Beta-alanina nos esportes de endurance:

Beta-alanina nos esportes de endurance:

Faz sentido ou virou suplemento fora de contexto?

A beta-alanina é um daqueles suplementos que vivem num limbo curioso no endurance: ela não é charlatanismo, mas também está longe de ser indispensável. O problema é que, na prática, ela costuma ser vendida para corredores, triatletas e ciclistas como se fosse um “booster de resistência” genérico — e isso a literatura não sustenta tão bem assim. O que os dados mostram é mais específico: a beta-alanina pode ajudar em esforços de alta intensidade, especialmente na faixa de aproximadamente 30 segundos a 10 minutos, ou em cenários com sprints e ataques no fim de esforços prolongados.

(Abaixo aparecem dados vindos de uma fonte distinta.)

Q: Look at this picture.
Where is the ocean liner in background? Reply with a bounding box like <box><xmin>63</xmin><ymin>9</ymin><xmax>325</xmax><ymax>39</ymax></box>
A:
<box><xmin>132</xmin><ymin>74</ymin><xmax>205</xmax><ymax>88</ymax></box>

Fora disso, sua relevância no endurance cai bastante.

O que é beta-alanina, afinal?

A beta-alanina é um aminoácido não essencial que aumenta a concentração muscular de carnosina. A carnosina atua, entre outras funções, como um tampão intracelular de íons hidrogênio, ajudando a conter a acidose muscular em exercícios intensos. Traduzindo: ela tende a ser mais útil em situações em que o músculo acumula muito H+ rapidamente — ou seja, exercícios duros, intensos, em que a sensação de “queimação” e queda de potência têm componente ácido importante.

Esse ponto já mostra o primeiro limite do suplemento no endurance. Boa parte do endurance clássico — maratona, Ironman, gran fondo, triathlon de longa distância — não é decidida principalmente por acidose muscular aguda. Ela é muito mais influenciada por disponibilidade de carboidrato, pacing, temperatura, hidratação, tolerância gastrointestinal e eficiência mecânica. Então, antes de discutir se beta-alanina “funciona”, é preciso perguntar: ela funciona para qual tipo de esforço dentro do endurance?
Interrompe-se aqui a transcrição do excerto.